Why Is Reading Important for Children of All ages?
Concentration is something that all of us struggle with sometimes, and it seems increasingly challenging with the rise in children’s electronic entertainment. But books, whether read together or alone, can help improve a child’s ability to sit and focus for extended periods.
Improved Vocabulary and Communicative Skills
The more words a child is exposed to, the more words they will know — that seems like common sense! But, reading from an early age also increases general communication skills. In fact, a 2016 study of children aged 10-16 months showed that the “quantity and quality of language input” associated with book-play was higher than that of electronic or traditional toys. And, higher-quality language input at an early age can create an advantage which “can have long-lasting implications for overall academic success.”
Broader Imagination and Social Skills
Ok, so most children aren’t lacking in the imagination department, but reading can help foster what is already there, requiring children to build characters, places and entire worlds in their heads. Moreover, many children’s books have themes or plots that teach valuable lessons — from kindness and empathy to the importance of sharing.

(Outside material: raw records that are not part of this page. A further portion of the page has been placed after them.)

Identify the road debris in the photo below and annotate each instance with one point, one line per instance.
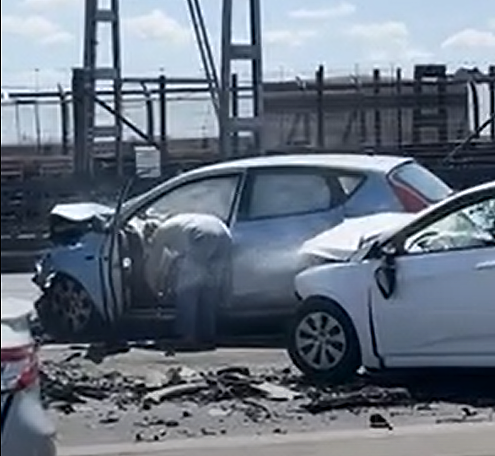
(164, 400)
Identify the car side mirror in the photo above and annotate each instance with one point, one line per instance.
(385, 274)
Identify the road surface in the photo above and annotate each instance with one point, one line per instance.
(287, 432)
(448, 440)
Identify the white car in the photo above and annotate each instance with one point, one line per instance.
(418, 294)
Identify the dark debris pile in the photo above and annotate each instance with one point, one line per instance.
(67, 384)
(257, 396)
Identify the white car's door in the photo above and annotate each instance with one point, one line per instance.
(443, 310)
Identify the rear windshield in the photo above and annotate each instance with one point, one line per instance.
(424, 182)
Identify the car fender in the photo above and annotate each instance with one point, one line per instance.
(80, 261)
(347, 284)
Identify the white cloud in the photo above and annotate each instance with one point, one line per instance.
(49, 4)
(286, 37)
(470, 39)
(343, 9)
(157, 25)
(380, 31)
(387, 42)
(45, 78)
(35, 27)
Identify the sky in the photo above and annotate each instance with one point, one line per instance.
(42, 39)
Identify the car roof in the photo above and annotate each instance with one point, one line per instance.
(350, 161)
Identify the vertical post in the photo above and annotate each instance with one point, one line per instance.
(225, 79)
(362, 111)
(162, 86)
(249, 52)
(476, 107)
(320, 111)
(491, 89)
(117, 85)
(37, 118)
(377, 110)
(79, 119)
(257, 75)
(398, 90)
(64, 120)
(235, 113)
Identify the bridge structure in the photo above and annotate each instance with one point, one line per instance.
(222, 84)
(433, 116)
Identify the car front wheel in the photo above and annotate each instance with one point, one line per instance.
(323, 343)
(66, 310)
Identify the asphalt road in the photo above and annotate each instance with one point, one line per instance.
(288, 432)
(451, 440)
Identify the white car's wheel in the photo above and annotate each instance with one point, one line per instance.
(323, 343)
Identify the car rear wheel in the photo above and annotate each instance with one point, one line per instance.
(67, 310)
(323, 343)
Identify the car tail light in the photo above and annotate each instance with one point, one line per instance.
(19, 367)
(410, 200)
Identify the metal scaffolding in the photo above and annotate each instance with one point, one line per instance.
(231, 123)
(88, 132)
(224, 91)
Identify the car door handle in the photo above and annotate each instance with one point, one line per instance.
(485, 265)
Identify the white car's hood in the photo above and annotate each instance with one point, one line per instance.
(80, 212)
(340, 242)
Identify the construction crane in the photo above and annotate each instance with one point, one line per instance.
(221, 84)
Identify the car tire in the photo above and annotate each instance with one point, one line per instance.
(323, 342)
(67, 312)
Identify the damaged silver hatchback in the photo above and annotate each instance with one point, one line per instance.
(96, 276)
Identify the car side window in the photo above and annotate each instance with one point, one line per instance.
(467, 228)
(282, 193)
(213, 196)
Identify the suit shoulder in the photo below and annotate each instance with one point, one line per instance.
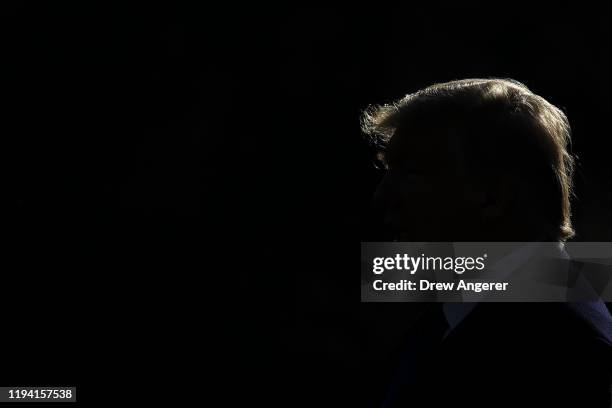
(594, 317)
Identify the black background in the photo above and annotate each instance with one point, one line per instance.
(171, 168)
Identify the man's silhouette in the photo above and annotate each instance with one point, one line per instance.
(487, 160)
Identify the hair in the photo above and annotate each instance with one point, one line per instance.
(499, 124)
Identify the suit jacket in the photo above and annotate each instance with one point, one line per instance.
(511, 354)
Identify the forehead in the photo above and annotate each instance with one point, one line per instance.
(425, 148)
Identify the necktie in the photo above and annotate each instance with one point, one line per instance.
(423, 339)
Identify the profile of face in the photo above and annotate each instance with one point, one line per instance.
(427, 195)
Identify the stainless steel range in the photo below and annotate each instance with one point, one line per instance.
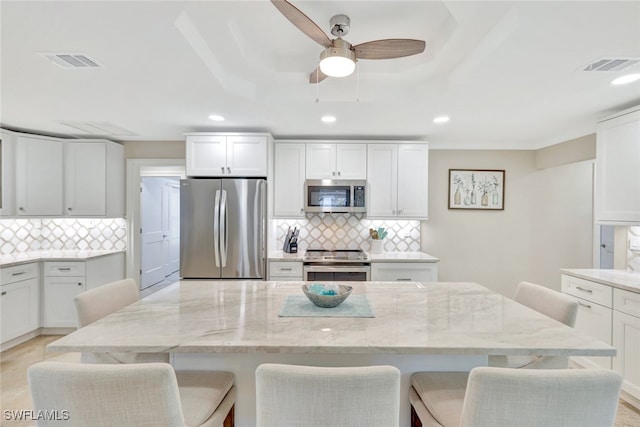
(336, 265)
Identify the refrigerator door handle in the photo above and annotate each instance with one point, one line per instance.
(223, 231)
(216, 228)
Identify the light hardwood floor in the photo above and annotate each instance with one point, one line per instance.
(15, 391)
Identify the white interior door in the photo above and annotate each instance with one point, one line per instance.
(606, 246)
(152, 259)
(171, 226)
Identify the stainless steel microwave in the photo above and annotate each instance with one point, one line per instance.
(337, 196)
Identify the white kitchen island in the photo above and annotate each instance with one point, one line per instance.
(235, 326)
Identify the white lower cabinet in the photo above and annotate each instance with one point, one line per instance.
(19, 301)
(594, 313)
(285, 271)
(626, 339)
(64, 280)
(404, 272)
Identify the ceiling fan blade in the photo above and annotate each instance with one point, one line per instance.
(317, 76)
(388, 48)
(302, 21)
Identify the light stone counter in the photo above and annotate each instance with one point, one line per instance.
(53, 255)
(242, 317)
(402, 257)
(235, 326)
(283, 256)
(622, 279)
(383, 257)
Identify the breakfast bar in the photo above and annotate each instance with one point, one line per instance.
(236, 325)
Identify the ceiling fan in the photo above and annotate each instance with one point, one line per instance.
(339, 57)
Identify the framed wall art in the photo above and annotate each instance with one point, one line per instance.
(476, 189)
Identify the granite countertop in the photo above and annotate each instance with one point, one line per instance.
(622, 279)
(283, 256)
(410, 319)
(402, 257)
(54, 255)
(383, 257)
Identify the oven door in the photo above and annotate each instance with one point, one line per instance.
(335, 273)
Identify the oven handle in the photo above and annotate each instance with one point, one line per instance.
(334, 268)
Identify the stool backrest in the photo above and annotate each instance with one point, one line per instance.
(500, 397)
(289, 395)
(106, 395)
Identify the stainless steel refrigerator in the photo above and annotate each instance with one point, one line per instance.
(223, 228)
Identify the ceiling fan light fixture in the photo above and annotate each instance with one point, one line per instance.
(338, 60)
(629, 78)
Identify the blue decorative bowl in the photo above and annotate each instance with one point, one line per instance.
(328, 301)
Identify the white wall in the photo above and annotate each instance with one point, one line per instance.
(546, 224)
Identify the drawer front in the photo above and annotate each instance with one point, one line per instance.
(626, 302)
(588, 290)
(402, 272)
(285, 269)
(63, 269)
(18, 273)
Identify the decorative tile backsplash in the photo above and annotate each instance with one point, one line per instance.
(32, 234)
(633, 257)
(348, 231)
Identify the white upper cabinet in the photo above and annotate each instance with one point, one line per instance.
(224, 155)
(289, 175)
(397, 180)
(336, 161)
(94, 178)
(8, 171)
(617, 195)
(382, 180)
(45, 176)
(413, 176)
(39, 176)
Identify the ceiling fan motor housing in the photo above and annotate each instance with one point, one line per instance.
(340, 25)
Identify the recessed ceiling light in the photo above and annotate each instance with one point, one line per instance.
(629, 78)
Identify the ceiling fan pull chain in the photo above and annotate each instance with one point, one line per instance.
(357, 82)
(317, 85)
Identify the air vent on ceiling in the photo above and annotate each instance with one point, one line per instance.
(71, 60)
(611, 64)
(99, 128)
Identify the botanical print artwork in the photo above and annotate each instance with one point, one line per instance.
(476, 189)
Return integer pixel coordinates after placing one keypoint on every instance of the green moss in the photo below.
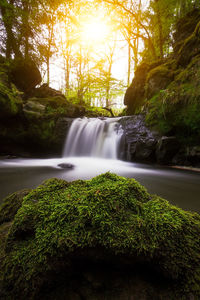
(161, 70)
(10, 100)
(58, 220)
(10, 205)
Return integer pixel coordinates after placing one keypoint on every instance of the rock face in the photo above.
(169, 94)
(167, 148)
(102, 238)
(139, 141)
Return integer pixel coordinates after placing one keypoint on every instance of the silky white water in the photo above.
(94, 138)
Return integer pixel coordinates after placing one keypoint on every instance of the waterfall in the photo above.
(93, 137)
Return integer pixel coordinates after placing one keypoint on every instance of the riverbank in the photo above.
(85, 249)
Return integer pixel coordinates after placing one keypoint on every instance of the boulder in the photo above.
(97, 239)
(11, 205)
(167, 148)
(139, 140)
(25, 74)
(184, 28)
(134, 95)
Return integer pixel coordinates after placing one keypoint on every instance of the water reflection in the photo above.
(179, 187)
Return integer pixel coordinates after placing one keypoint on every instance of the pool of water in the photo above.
(180, 187)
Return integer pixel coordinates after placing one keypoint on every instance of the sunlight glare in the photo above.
(94, 31)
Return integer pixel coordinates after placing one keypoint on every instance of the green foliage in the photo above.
(10, 205)
(9, 95)
(59, 218)
(177, 109)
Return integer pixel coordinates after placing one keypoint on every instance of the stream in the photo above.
(179, 187)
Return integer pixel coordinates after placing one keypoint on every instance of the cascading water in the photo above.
(93, 137)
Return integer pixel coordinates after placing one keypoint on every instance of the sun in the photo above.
(94, 31)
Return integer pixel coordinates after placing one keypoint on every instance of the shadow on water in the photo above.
(180, 187)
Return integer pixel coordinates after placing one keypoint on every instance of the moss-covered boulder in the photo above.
(10, 205)
(190, 47)
(184, 27)
(158, 79)
(102, 238)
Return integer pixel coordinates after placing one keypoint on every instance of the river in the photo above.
(179, 187)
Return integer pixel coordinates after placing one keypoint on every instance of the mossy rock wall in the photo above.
(77, 240)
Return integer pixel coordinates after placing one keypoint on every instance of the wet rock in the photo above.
(71, 244)
(32, 107)
(166, 149)
(139, 141)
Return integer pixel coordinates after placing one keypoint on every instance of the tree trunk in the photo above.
(7, 18)
(160, 29)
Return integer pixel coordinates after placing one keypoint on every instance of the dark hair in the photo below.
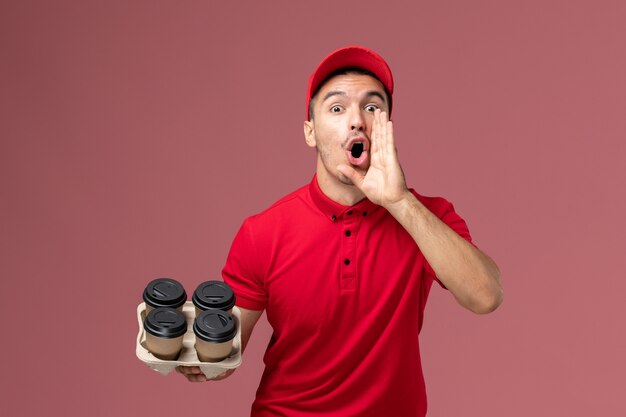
(343, 71)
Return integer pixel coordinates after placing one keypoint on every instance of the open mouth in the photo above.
(357, 149)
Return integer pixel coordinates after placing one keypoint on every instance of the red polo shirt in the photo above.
(344, 289)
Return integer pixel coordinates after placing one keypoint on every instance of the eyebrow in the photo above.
(371, 93)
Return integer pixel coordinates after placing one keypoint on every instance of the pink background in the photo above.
(136, 137)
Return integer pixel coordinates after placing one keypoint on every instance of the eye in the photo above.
(335, 109)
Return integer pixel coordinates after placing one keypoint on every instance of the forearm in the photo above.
(468, 273)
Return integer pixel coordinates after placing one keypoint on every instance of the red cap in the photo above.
(350, 57)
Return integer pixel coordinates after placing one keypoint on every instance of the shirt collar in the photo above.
(333, 210)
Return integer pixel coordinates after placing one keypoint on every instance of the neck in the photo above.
(344, 194)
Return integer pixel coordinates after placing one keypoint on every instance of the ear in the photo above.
(309, 133)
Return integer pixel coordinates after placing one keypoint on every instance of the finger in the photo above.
(189, 370)
(374, 139)
(197, 378)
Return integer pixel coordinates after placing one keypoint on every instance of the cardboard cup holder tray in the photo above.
(188, 356)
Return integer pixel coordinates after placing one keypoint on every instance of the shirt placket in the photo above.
(349, 272)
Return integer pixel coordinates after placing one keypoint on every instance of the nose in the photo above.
(357, 121)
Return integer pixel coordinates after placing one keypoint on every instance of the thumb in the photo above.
(351, 174)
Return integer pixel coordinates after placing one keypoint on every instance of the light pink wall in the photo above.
(136, 136)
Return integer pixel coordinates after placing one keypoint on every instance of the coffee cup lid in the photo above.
(215, 326)
(164, 292)
(214, 294)
(165, 322)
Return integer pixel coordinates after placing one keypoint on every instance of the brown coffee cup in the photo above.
(164, 292)
(215, 331)
(165, 328)
(213, 295)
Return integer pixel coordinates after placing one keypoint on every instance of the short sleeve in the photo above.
(243, 270)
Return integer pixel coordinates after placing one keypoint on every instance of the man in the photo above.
(343, 266)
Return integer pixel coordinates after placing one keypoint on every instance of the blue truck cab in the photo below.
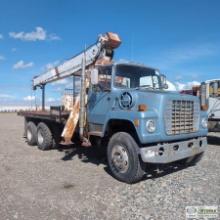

3 Simple Reading Activities for Pre-schoolers
While many parents agree that reading is great for children, actually getting it into a child’s day to day routine can be tough. Here are some simple activities to try out (even if you’ve got no time)!
Chances are, you’ll be writing these anyway, so why not make it a learning opportunity? Write the list out with your child, and once you return home, get them to help unpack by reading the words.
What’s That Thing?
Bring words into the real world by writing the names of objects on sticky notes and placing them on the actual object in your home. Even if your child can’t fully grasp the words yet, the idea that reading is connected to the things all around us is a great lesson.
Postcards and Letter
If you’re on vacation, why not write a postcard with your child and send it home? Or, get some crayons and a pen to send a letter to the grandparents?
There are so many more activities out there once you start to think about how common reading is. And, with it being so important for all ages, Little Scholars prides itself on providing a book-rich environment and developing the communicative and literacy skills of the children in our care.